Identify the analyte’s nature (acid or base), the specific type (e.g., oxalic acid), and its concentration and volume. In homework problems this information is supplied; in a lab you record it as you titrate.
Diprotic species—those that can donate or accept more than one proton—exhibit a second equivalence point. Retrieve the second dissociation constant (Ka2 for acids or Kb2 for bases) from a reliable source such as a standard reference text or reputable online database.
Calculate the total moles of the analyte. Multiply its molarity by its volume (in liters). For example, 40 mL of 1 M oxalic acid contains:
(0.040 L × 1 mol L⁻¹) = 0.04 mol.
Determine the final volume by adding the titrant volume to the original analyte volume. In the example, 80 mL of 1 M NaOH added to 40 mL of 1 M oxalic acid yields 120 mL total.
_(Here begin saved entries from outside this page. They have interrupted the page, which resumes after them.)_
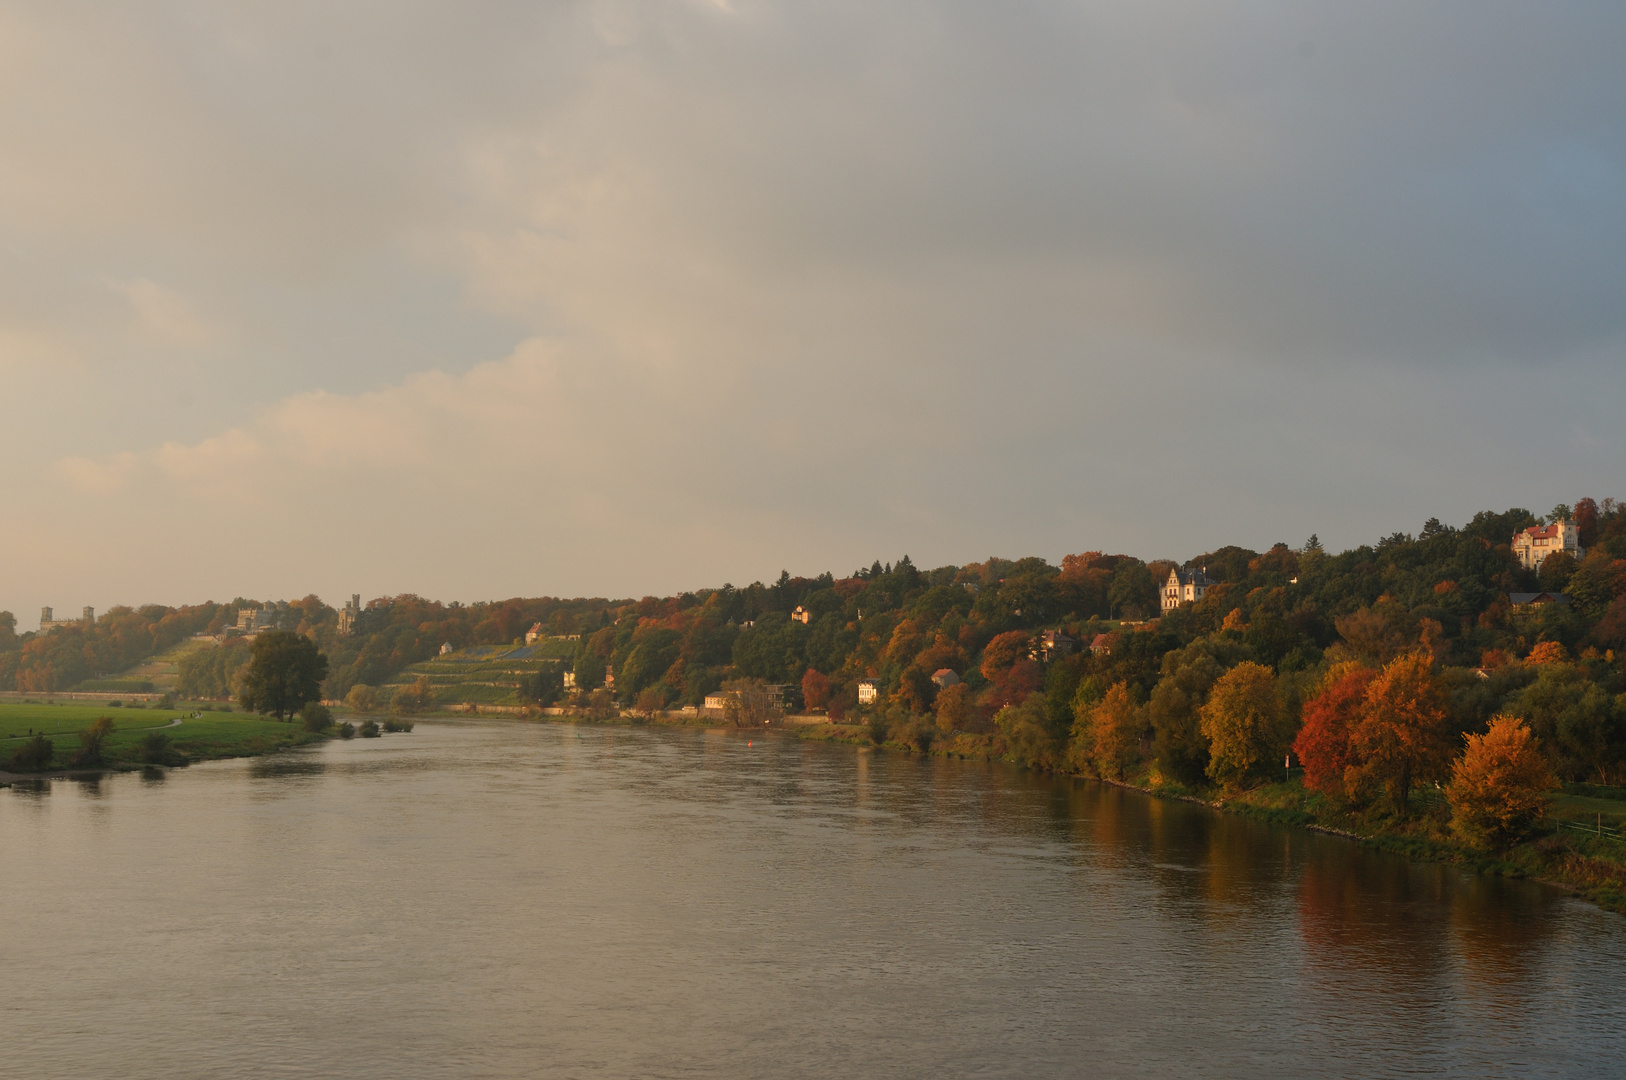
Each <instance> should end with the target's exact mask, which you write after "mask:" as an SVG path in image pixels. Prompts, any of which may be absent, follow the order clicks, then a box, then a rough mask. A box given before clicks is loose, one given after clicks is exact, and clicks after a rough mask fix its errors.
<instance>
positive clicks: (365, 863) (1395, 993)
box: [0, 724, 1626, 1077]
mask: <svg viewBox="0 0 1626 1080" xmlns="http://www.w3.org/2000/svg"><path fill="white" fill-rule="evenodd" d="M163 776H164V774H163V773H153V771H143V773H141V774H130V776H111V777H106V779H102V781H101V782H99V784H91V782H81V781H72V782H67V781H57V782H55V784H50V782H39V784H24V786H18V787H15V789H11V790H5V792H0V857H3V860H5V865H7V870H8V883H10V885H11V888H10V890H8V893H7V901H5V909H3V912H0V914H3V924H0V925H3V934H0V960H3V961H5V963H7V966H8V968H10V969H23V971H49V973H52V978H49V979H26V981H13V982H11V986H10V987H8V999H7V1031H8V1060H13V1062H26V1064H28V1065H29V1072H31V1075H63V1077H65V1075H112V1073H119V1075H132V1077H172V1075H221V1073H236V1075H259V1073H265V1072H275V1070H285V1072H296V1073H312V1075H338V1073H343V1075H346V1077H467V1075H494V1077H532V1075H561V1077H587V1075H602V1077H626V1075H641V1077H644V1075H647V1077H668V1075H709V1077H712V1075H715V1077H767V1075H774V1077H868V1075H922V1077H925V1075H933V1077H935V1075H971V1073H976V1075H1008V1077H1036V1075H1106V1077H1112V1075H1137V1077H1138V1075H1192V1073H1198V1075H1219V1077H1229V1075H1236V1077H1242V1075H1246V1077H1255V1075H1294V1077H1296V1075H1311V1073H1330V1075H1393V1073H1403V1072H1423V1073H1446V1075H1473V1077H1480V1075H1610V1073H1611V1072H1613V1069H1611V1067H1610V1062H1613V1060H1618V1057H1619V1054H1621V1051H1623V1049H1626V1046H1623V1043H1626V1038H1623V1034H1626V1017H1623V1005H1621V1004H1618V997H1616V995H1615V984H1616V973H1618V971H1619V969H1621V963H1623V960H1626V932H1623V927H1621V922H1619V921H1618V919H1616V917H1613V916H1606V914H1602V912H1597V911H1595V909H1590V908H1585V906H1582V904H1577V903H1574V901H1569V899H1566V898H1563V896H1561V895H1558V893H1554V891H1550V890H1545V888H1541V886H1538V885H1532V883H1522V882H1506V880H1494V878H1478V877H1472V875H1465V873H1462V872H1459V870H1455V869H1452V867H1434V865H1419V864H1408V862H1403V860H1400V859H1395V857H1389V856H1382V854H1377V852H1369V851H1363V849H1359V847H1356V846H1353V844H1350V843H1345V841H1341V839H1337V838H1327V836H1315V834H1309V833H1299V831H1293V830H1283V828H1273V826H1262V825H1257V823H1249V821H1244V820H1239V818H1233V817H1221V815H1215V813H1211V812H1210V810H1206V808H1203V807H1195V805H1187V803H1177V802H1159V800H1151V799H1146V797H1143V795H1140V794H1137V792H1128V790H1124V789H1117V787H1109V786H1101V784H1089V782H1075V781H1057V779H1047V777H1037V776H1031V774H1023V773H1015V771H1010V769H1006V768H1003V766H998V764H989V763H969V761H943V760H920V758H911V756H901V755H889V753H872V751H868V750H850V748H842V747H820V745H805V743H798V742H789V740H776V738H769V740H761V738H753V740H751V743H750V745H748V742H746V740H745V738H740V737H737V735H733V734H732V732H706V734H701V732H670V730H636V729H572V727H561V725H481V724H420V725H418V730H416V732H415V734H411V735H397V737H385V738H382V740H366V742H363V740H354V742H335V743H328V745H325V747H320V748H312V750H309V751H299V753H289V755H276V756H270V758H259V760H250V761H229V763H213V764H200V766H192V768H190V769H184V771H174V773H171V774H167V779H163ZM47 795H54V797H49V799H47Z"/></svg>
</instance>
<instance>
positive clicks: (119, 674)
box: [81, 638, 215, 693]
mask: <svg viewBox="0 0 1626 1080" xmlns="http://www.w3.org/2000/svg"><path fill="white" fill-rule="evenodd" d="M213 647H215V641H213V639H208V638H187V639H185V641H182V642H180V644H177V646H172V647H169V649H166V651H163V652H159V654H158V655H151V657H148V659H145V660H141V662H140V664H137V665H135V667H132V668H130V670H127V672H120V673H117V675H109V677H107V680H91V682H148V683H153V691H156V693H164V691H169V690H174V688H176V680H177V678H179V677H180V660H182V659H184V657H187V655H190V654H193V652H198V651H202V649H213ZM81 690H96V686H91V685H88V683H86V685H83V686H81Z"/></svg>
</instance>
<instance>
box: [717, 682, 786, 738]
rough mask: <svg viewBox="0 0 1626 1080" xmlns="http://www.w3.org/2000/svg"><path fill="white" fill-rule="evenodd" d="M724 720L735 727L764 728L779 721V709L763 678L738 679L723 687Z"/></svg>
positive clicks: (730, 682) (722, 709)
mask: <svg viewBox="0 0 1626 1080" xmlns="http://www.w3.org/2000/svg"><path fill="white" fill-rule="evenodd" d="M722 688H724V704H722V719H725V721H728V722H730V724H733V725H735V727H763V725H764V724H771V722H772V721H776V719H779V709H777V708H776V706H774V699H772V696H771V695H769V693H767V683H764V682H763V680H761V678H738V680H732V682H727V683H724V685H722Z"/></svg>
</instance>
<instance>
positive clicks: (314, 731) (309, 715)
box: [299, 701, 333, 734]
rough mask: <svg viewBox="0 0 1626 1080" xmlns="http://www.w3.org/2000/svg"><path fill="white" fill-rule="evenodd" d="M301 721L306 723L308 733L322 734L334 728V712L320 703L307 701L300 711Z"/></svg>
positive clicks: (310, 701)
mask: <svg viewBox="0 0 1626 1080" xmlns="http://www.w3.org/2000/svg"><path fill="white" fill-rule="evenodd" d="M299 719H301V721H304V724H306V730H307V732H317V734H320V732H325V730H327V729H330V727H333V712H332V711H330V709H328V708H327V706H325V704H322V703H320V701H306V703H304V708H302V709H299Z"/></svg>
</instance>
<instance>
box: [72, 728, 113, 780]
mask: <svg viewBox="0 0 1626 1080" xmlns="http://www.w3.org/2000/svg"><path fill="white" fill-rule="evenodd" d="M109 735H112V717H111V716H98V717H96V722H94V724H91V725H89V727H86V729H85V730H83V732H80V751H78V753H76V755H73V764H75V766H76V768H81V769H83V768H93V766H98V764H101V763H102V745H104V743H106V742H107V737H109Z"/></svg>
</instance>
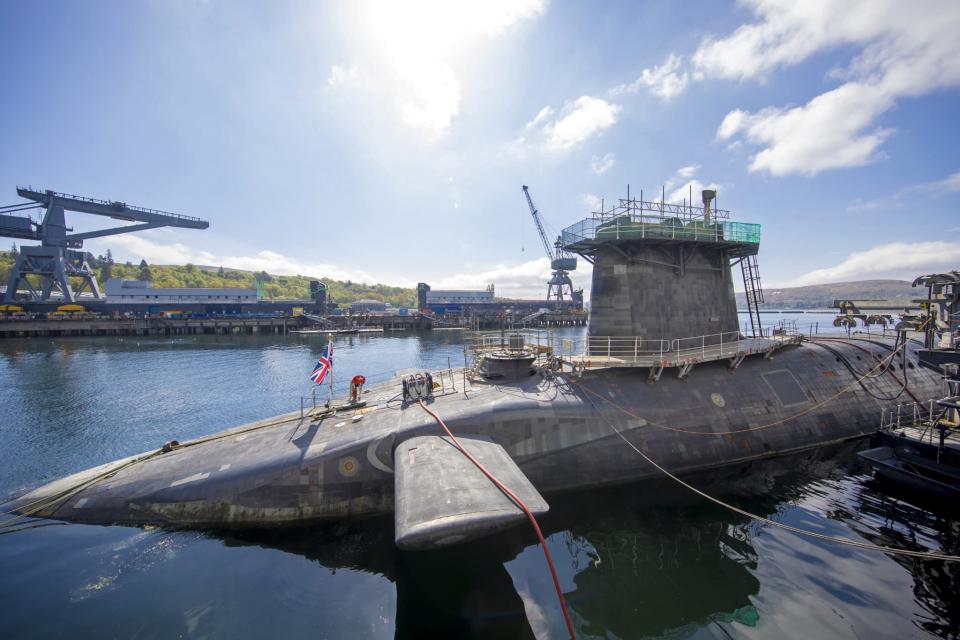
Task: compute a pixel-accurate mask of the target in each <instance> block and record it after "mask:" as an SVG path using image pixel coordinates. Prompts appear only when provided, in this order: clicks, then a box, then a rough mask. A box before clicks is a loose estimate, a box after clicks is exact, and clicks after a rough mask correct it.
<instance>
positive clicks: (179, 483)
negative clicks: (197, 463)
mask: <svg viewBox="0 0 960 640" xmlns="http://www.w3.org/2000/svg"><path fill="white" fill-rule="evenodd" d="M209 477H210V472H209V471H208V472H206V473H195V474H193V475H192V476H187V477H186V478H180V479H179V480H174V481H173V482H171V483H170V486H171V487H177V486H180V485H181V484H187V483H188V482H196V481H197V480H206V479H207V478H209Z"/></svg>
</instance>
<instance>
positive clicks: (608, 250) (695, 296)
mask: <svg viewBox="0 0 960 640" xmlns="http://www.w3.org/2000/svg"><path fill="white" fill-rule="evenodd" d="M665 195H666V194H665V193H664V192H663V191H661V197H660V199H659V200H653V201H651V200H645V199H644V198H643V192H641V193H640V198H634V197H631V195H630V188H629V186H628V187H627V197H626V198H618V199H617V200H616V201H615V204H613V205H612V206H610V207H606V206H605V203H604V201H601V206H600V209H599V211H594V212H593V213H592V214H591V215H590V216H589V217H587V218H585V219H583V220H581V221H580V222H578V223H576V224H574V225H571V226H569V227H567V228H565V229H564V230H563V231H562V233H561V237H560V243H561V247H562V248H563V249H565V250H567V251H570V252H573V253H576V254H579V255H580V256H582V257H583V258H584V259H586V260H588V261H589V262H591V263H593V264H594V270H593V284H594V287H593V292H594V295H593V297H594V301H593V305H592V308H591V320H590V330H589V332H590V335H591V336H612V337H638V338H642V339H644V340H647V339H655V340H671V339H674V338H677V337H678V336H683V335H708V336H709V335H713V336H716V335H720V334H728V333H731V332H734V331H735V330H737V329H738V328H739V321H738V319H737V311H738V310H737V305H736V301H735V295H734V288H733V284H732V282H731V278H730V268H731V267H733V266H735V265H736V264H738V263H739V265H740V269H741V272H742V277H743V283H744V289H745V297H746V312H747V315H748V317H749V319H750V329H749V332H750V333H751V334H752V336H753V337H762V336H763V330H762V328H761V326H760V315H759V305H760V304H761V303H762V302H763V289H762V286H761V282H760V272H759V269H758V267H757V260H756V255H757V252H758V251H759V249H760V225H759V224H753V223H746V222H734V221H732V220H730V212H729V211H727V210H724V209H717V208H715V207H714V206H713V205H714V204H715V200H716V197H717V193H716V191H714V190H712V189H705V190H703V191H702V192H701V197H702V202H703V205H702V206H695V205H693V204H692V202H691V200H692V196H693V193H692V189H691V193H690V199H689V200H688V199H686V198H684V199H683V201H682V203H670V202H667V201H666V197H665ZM671 273H672V275H671ZM744 333H745V334H746V333H747V332H744ZM634 334H635V335H634Z"/></svg>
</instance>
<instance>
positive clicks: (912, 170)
mask: <svg viewBox="0 0 960 640" xmlns="http://www.w3.org/2000/svg"><path fill="white" fill-rule="evenodd" d="M958 33H960V3H958V2H956V1H955V0H953V1H949V0H948V1H943V2H938V1H936V0H929V1H928V0H917V1H914V2H909V3H908V2H902V1H897V0H862V1H860V0H847V1H844V2H819V1H815V0H807V1H805V2H793V1H789V0H744V1H741V2H718V1H702V2H697V1H691V2H684V3H675V2H633V1H631V2H622V3H618V2H603V3H584V2H560V1H557V0H554V1H548V0H513V1H500V0H486V1H483V2H456V1H437V2H432V1H429V2H413V1H411V2H404V3H397V2H366V1H356V2H337V3H322V2H298V1H295V0H290V1H286V2H280V3H276V2H265V1H264V2H243V1H240V0H231V1H229V2H226V1H222V2H221V1H218V0H207V1H189V0H177V1H163V2H160V1H157V2H151V1H147V0H143V1H138V2H128V1H117V2H112V1H109V0H97V1H89V2H70V3H66V2H47V1H44V2H31V3H25V2H13V1H9V2H8V1H5V0H0V79H2V81H3V83H2V86H3V87H4V91H3V99H2V100H0V194H6V196H5V197H3V196H0V205H6V204H12V203H15V202H18V201H19V199H18V197H17V195H16V190H15V188H16V186H18V185H21V186H23V185H32V186H34V187H40V188H45V189H54V190H56V191H63V192H67V193H75V194H80V195H85V196H92V197H98V198H104V199H109V200H121V201H124V202H127V203H130V204H136V205H141V206H146V207H151V208H157V209H162V210H166V211H173V212H177V213H183V214H187V215H193V216H199V217H201V218H204V219H206V220H209V221H210V228H209V229H208V230H204V231H196V230H176V229H156V230H151V231H145V232H140V233H131V234H124V235H119V236H113V237H109V238H102V239H97V240H90V241H87V242H86V243H85V249H86V250H88V251H91V252H93V253H96V254H102V253H104V252H105V251H106V250H107V249H108V248H109V249H110V250H111V251H112V252H113V254H114V255H115V256H116V257H117V258H119V259H121V260H132V261H139V260H140V259H141V258H145V259H146V260H147V261H148V262H150V263H156V264H182V263H186V262H192V263H194V264H207V265H214V266H219V265H222V266H224V267H233V268H239V269H253V270H261V269H262V270H266V271H269V272H271V273H278V274H303V275H310V276H316V277H320V276H329V277H332V278H337V279H344V280H346V279H350V280H354V281H365V282H382V283H386V284H395V285H401V286H413V285H415V284H416V283H417V282H421V281H422V282H427V283H429V284H431V286H432V287H433V288H434V289H439V288H468V289H469V288H476V289H479V288H483V287H484V286H486V285H487V284H488V283H493V284H494V285H495V286H496V288H497V291H498V292H499V293H500V294H503V295H516V296H529V297H539V296H542V295H544V294H545V293H546V284H545V283H546V280H547V278H548V276H549V264H548V261H547V259H546V258H545V257H544V251H543V248H542V247H541V245H540V242H539V238H538V236H537V234H536V230H535V228H534V226H533V222H532V219H531V216H530V213H529V210H528V209H527V205H526V202H525V200H524V198H523V193H522V190H521V186H522V185H524V184H526V185H529V187H530V193H531V196H532V197H533V199H534V202H535V203H536V205H537V208H538V209H539V210H540V212H541V214H542V215H543V217H544V219H545V221H546V222H547V224H548V227H549V229H550V233H551V237H553V236H554V235H555V234H556V233H557V232H558V231H559V230H560V229H562V228H563V227H566V226H568V225H571V224H574V223H576V222H578V221H579V220H581V219H583V218H585V217H588V216H589V215H590V213H591V211H593V210H594V209H595V208H596V206H597V204H598V203H599V202H600V201H601V198H602V199H604V200H605V201H609V200H611V199H615V198H618V197H623V196H624V195H625V194H626V189H627V185H630V189H631V193H633V194H638V193H639V192H640V190H643V192H644V195H645V196H646V197H647V198H648V199H650V197H651V196H652V195H653V194H658V193H660V192H661V189H662V190H663V191H664V192H665V193H666V195H667V199H668V200H676V199H679V198H682V197H684V196H685V195H686V194H687V193H688V192H689V190H690V189H691V188H692V190H693V192H694V193H695V194H696V193H697V192H698V191H699V190H700V189H702V188H705V187H710V188H715V189H716V190H717V191H718V204H719V206H720V207H722V208H724V209H729V210H730V211H731V218H732V219H735V220H740V221H744V222H755V223H759V224H761V225H762V242H761V249H760V254H759V258H758V259H759V264H760V271H761V274H762V276H763V280H764V283H765V285H766V286H767V287H783V286H797V285H805V284H815V283H823V282H840V281H852V280H861V279H875V278H902V279H910V278H912V277H914V276H916V275H919V274H921V273H926V272H931V271H937V270H944V269H957V268H960V156H958V154H957V149H958V148H960V120H958V118H957V113H958V111H960V37H958V35H957V34H958ZM695 198H696V196H695ZM68 224H70V225H72V226H73V227H74V228H75V229H76V230H88V229H94V228H101V227H104V226H107V225H108V224H109V221H108V220H104V219H96V218H94V217H93V216H85V215H80V214H74V215H72V216H70V214H68ZM572 276H573V279H574V282H575V283H576V284H577V285H578V286H582V287H585V288H587V289H589V284H590V270H589V264H587V263H586V262H585V261H583V260H581V261H580V265H579V268H578V269H577V271H576V272H574V273H573V274H572Z"/></svg>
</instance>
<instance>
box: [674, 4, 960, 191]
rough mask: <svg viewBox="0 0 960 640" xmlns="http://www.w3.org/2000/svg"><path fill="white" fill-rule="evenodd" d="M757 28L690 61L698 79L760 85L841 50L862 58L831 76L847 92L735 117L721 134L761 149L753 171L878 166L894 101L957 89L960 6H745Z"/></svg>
mask: <svg viewBox="0 0 960 640" xmlns="http://www.w3.org/2000/svg"><path fill="white" fill-rule="evenodd" d="M747 4H748V5H749V6H750V7H751V8H752V10H753V11H754V13H755V14H757V16H758V19H757V21H756V22H754V23H752V24H747V25H743V26H741V27H740V28H738V29H737V30H736V31H734V32H733V33H732V34H731V35H729V36H727V37H725V38H721V39H707V40H706V41H704V42H703V43H702V44H701V45H700V47H699V49H698V50H697V52H696V53H695V54H694V55H693V57H692V60H693V64H694V65H695V67H696V70H697V71H696V77H698V78H725V79H734V80H747V79H760V80H762V79H764V78H765V77H766V76H767V75H769V74H770V73H771V72H772V71H774V70H776V69H779V68H782V67H786V66H790V65H794V64H797V63H799V62H802V61H804V60H806V59H808V58H809V57H810V56H812V55H814V54H816V53H818V52H821V51H824V50H827V49H833V48H837V47H840V46H851V45H852V46H855V47H857V51H858V54H857V55H856V57H855V58H854V59H853V60H852V61H851V63H850V64H849V66H848V67H847V68H844V69H839V70H835V71H834V72H833V73H831V76H832V77H839V78H843V79H845V80H846V82H845V83H844V84H842V85H841V86H839V87H837V88H835V89H833V90H830V91H827V92H825V93H823V94H821V95H819V96H816V97H815V98H813V99H811V100H810V101H809V102H807V103H806V104H804V105H801V106H795V107H783V108H779V107H768V108H766V109H761V110H760V111H757V112H755V113H748V112H746V111H743V110H739V109H738V110H734V111H731V112H730V113H728V114H727V116H726V118H724V120H723V122H722V123H721V125H720V127H719V129H718V130H717V137H718V139H721V140H726V139H729V138H731V137H733V136H735V135H741V136H742V137H743V139H744V140H746V141H747V142H748V143H750V144H752V145H754V146H756V147H759V148H760V150H759V152H758V153H757V154H756V155H755V156H754V157H753V159H752V161H751V164H750V170H751V171H766V172H768V173H770V174H772V175H777V176H781V175H787V174H806V175H813V174H816V173H819V172H821V171H825V170H828V169H838V168H843V167H854V166H860V165H864V164H867V163H870V162H872V161H874V160H875V159H877V158H878V157H881V154H880V152H879V149H880V146H881V145H882V143H883V141H884V140H885V139H886V138H887V137H889V136H890V134H891V133H892V130H891V129H889V128H884V127H882V126H878V125H877V124H876V121H877V120H878V119H879V117H880V116H881V115H882V114H884V113H885V112H886V111H888V110H889V109H891V108H892V107H893V106H894V105H895V104H896V102H897V101H898V100H900V99H902V98H907V97H914V96H919V95H923V94H925V93H928V92H930V91H933V90H936V89H940V88H944V87H952V86H956V85H958V84H960V38H957V32H958V30H960V4H958V3H957V2H953V1H949V0H944V1H941V2H938V1H936V0H934V1H932V2H928V3H924V4H923V6H917V5H916V4H912V3H905V2H900V1H898V0H855V1H848V2H843V3H829V2H813V1H811V2H784V1H782V0H748V1H747Z"/></svg>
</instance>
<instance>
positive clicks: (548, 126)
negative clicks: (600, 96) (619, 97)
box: [541, 96, 621, 151]
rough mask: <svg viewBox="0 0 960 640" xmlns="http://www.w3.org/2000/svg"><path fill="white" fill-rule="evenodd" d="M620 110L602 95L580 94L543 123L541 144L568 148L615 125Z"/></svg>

Compute the concentration of the conjugate species at the second equivalence point:
0.04 mol ÷ 0.120 L = 0.333 M.
Determine the Kb of the fully deprotonated conjugate base (or Ka of the conjugate acid). For a diprotic acid, Kb = 1×10⁻¹⁴ ÷ Ka2. Using oxalic acid (Ka2 = 5.4×10⁻⁵):
1×10⁻¹⁴ ÷ 5.4×10⁻⁵ = 1.852×10⁻¹⁰.
Set up the base equilibrium expression:
Kb = ([OH⁻][conjugate acid])/[conjugate base].
Assuming the change in concentration is small, let x represent [OH⁻] and [conjugate acid]. The equation becomes:
1.852×10⁻¹⁰ = x² ÷ 0.333.
Solving: x² = 6.167×10⁻¹¹ → x = 7.85×10⁻⁶ M.
Convert the hydroxide concentration to pH. First, find pOH = –log₁₀(7.85×10⁻⁶) = 5.105. Then, pH = 14 – pOH = 8.90.
Thus, the pH at the second equivalence point is 8.90.
This calculation omits water autoionization, which can affect very dilute solutions of weak bases or acids. Nonetheless, it provides a reliable estimate for most practical purposes.